« Des Droits vulnérables » : l’ambivalence des politiques du handicap
Livre. Longtemps perçu sous le seul angle médical, le handicap est aussi une réalité sociale, souvent synonyme de pauvreté, de défaut d’accessibilité, d’absence de pouvoir et d’infériorisation statutaire. Qu’est-ce que la reconnaissance des droits par l’action publique change à l’expérience sociale du handicap ? Les droits ont-ils des effets réels sur la vie des individus ? Dans Des Droits vulnérables.
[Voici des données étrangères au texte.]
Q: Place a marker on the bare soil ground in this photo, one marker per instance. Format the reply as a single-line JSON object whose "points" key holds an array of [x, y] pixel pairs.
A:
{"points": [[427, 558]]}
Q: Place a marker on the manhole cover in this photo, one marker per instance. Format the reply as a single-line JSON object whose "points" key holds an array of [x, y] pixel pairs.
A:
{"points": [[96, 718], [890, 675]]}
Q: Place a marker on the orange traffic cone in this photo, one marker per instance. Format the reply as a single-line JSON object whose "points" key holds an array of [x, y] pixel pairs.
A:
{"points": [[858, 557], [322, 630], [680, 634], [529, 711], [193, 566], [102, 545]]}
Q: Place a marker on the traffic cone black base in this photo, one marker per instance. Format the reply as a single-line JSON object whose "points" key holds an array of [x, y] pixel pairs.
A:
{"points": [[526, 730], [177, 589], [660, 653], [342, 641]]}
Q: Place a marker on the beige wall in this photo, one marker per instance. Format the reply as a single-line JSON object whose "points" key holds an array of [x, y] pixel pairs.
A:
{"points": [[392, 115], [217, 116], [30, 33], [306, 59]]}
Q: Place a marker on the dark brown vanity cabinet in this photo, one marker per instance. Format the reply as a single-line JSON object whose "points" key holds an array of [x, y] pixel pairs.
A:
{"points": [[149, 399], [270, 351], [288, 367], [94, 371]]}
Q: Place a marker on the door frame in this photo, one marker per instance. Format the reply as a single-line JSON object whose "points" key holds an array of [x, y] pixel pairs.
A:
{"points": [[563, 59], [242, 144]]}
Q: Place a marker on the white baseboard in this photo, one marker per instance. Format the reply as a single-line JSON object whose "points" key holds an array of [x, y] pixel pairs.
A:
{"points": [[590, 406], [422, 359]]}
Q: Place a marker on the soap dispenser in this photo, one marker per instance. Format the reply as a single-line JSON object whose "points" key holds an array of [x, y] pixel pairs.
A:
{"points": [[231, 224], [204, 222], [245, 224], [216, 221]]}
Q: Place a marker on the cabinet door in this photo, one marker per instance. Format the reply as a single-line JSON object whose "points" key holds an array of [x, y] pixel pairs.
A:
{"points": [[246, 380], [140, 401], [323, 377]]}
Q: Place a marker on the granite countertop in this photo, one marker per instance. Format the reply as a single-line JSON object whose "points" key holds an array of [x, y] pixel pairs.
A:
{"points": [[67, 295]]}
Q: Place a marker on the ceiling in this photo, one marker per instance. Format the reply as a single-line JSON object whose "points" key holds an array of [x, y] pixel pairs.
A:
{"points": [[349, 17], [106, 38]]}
Handicap, action publique et changement social (Sciences Po Les Presses), Anne Revillard s’intéresse aux conséquences des politiques du handicap sur la concrétisation des droits.
« L’expérience du handicap est à la fois celle de certaines caractéristiques physiques, sensorielles, cognitives ou psychiques induisant des capacités durables, et celle du traitement social qui leur est associé », souligne la professeure associée en sociologie à Sciences Po. Les politiques publiques affectent ces deux dimensions : les politiques de santé touchent aux aspects médicaux, tandis que de nombreuses autres politiques ont une incidence sur les aspects sociaux.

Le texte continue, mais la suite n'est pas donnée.